Jede Rechnung hat eben auch eine Abrechnung: Danke Economy Suisse Herr Bührer
Die Germanisierung hat bereits ihre Ableger, die einer gewissen Skurilität nicht entbehren. In den neuen Displays in der S-Bahn taucht plötzlich zum Wort Gleis das vermeintliche Synonym Kante auf. Da stellt sich sofort die Frage, wer mit welcher Dreistheit versucht, die Integration um 180 Grad zu drehen. Diese Arroganz schürt Widerstand.
Es reicht! Ich werde gegen die Erweiterung der Personenfreizügigkeit stimmen.
Erlebtes Missverständnis im Tram: Eine Dame steigt ins vollbesetzte Tram. Ein Junge, erhebt sich vom Sitz und bietet, Oberbaselbieterdialekt, der Dame den Sitz an „Dir chönned do abhokke“, worauf sie erwiderte „Seien sie bitte anständig zu mir“. Der Junge verstand die Welt nicht mehr. Anschliessende Diskussion: Deutsche verbieten uns Mundart zu reden, welche Arroganz.

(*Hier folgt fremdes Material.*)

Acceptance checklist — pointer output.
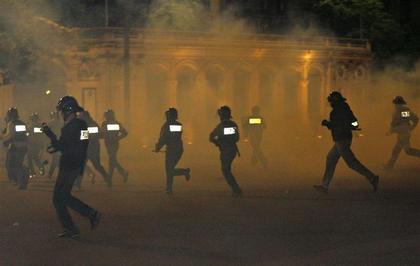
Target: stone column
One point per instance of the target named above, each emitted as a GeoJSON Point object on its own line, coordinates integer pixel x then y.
{"type": "Point", "coordinates": [172, 87]}
{"type": "Point", "coordinates": [227, 90]}
{"type": "Point", "coordinates": [303, 92]}
{"type": "Point", "coordinates": [254, 90]}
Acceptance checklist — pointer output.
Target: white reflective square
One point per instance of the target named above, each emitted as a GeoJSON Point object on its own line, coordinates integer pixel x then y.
{"type": "Point", "coordinates": [113, 127]}
{"type": "Point", "coordinates": [93, 130]}
{"type": "Point", "coordinates": [255, 121]}
{"type": "Point", "coordinates": [229, 131]}
{"type": "Point", "coordinates": [175, 128]}
{"type": "Point", "coordinates": [405, 114]}
{"type": "Point", "coordinates": [20, 128]}
{"type": "Point", "coordinates": [84, 134]}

Dann sind mir die Deutschen aber doch noch die liebste Auslaendergruppe mit den Italienern. Alles in allem benehmen sie sich gut und sind integriert. Wie Blocher sagt, es haengt von der Zahl ab. Aber wir sind ja selberschuld, wir haben die Geister gerufen und nun bekommen wir sie nicht mehr weg.
Ja was solls, soll doch kommen, wer will. Enschränkungen sind eh nicht möglich. Sie werden schnellstens umgangen. Die Basler Chemie schreibt ihre Stellen auch international aus. Und nimmt den, mit dem adäquatesten Schulabschluss. Wenn man auf diesen Homepages sein Stellenprofil eingeben will, kann man schnell mal das Gefühl bekommen, ein KV-Abschluss sei etwas lächerliches. Goodbye Heidiland!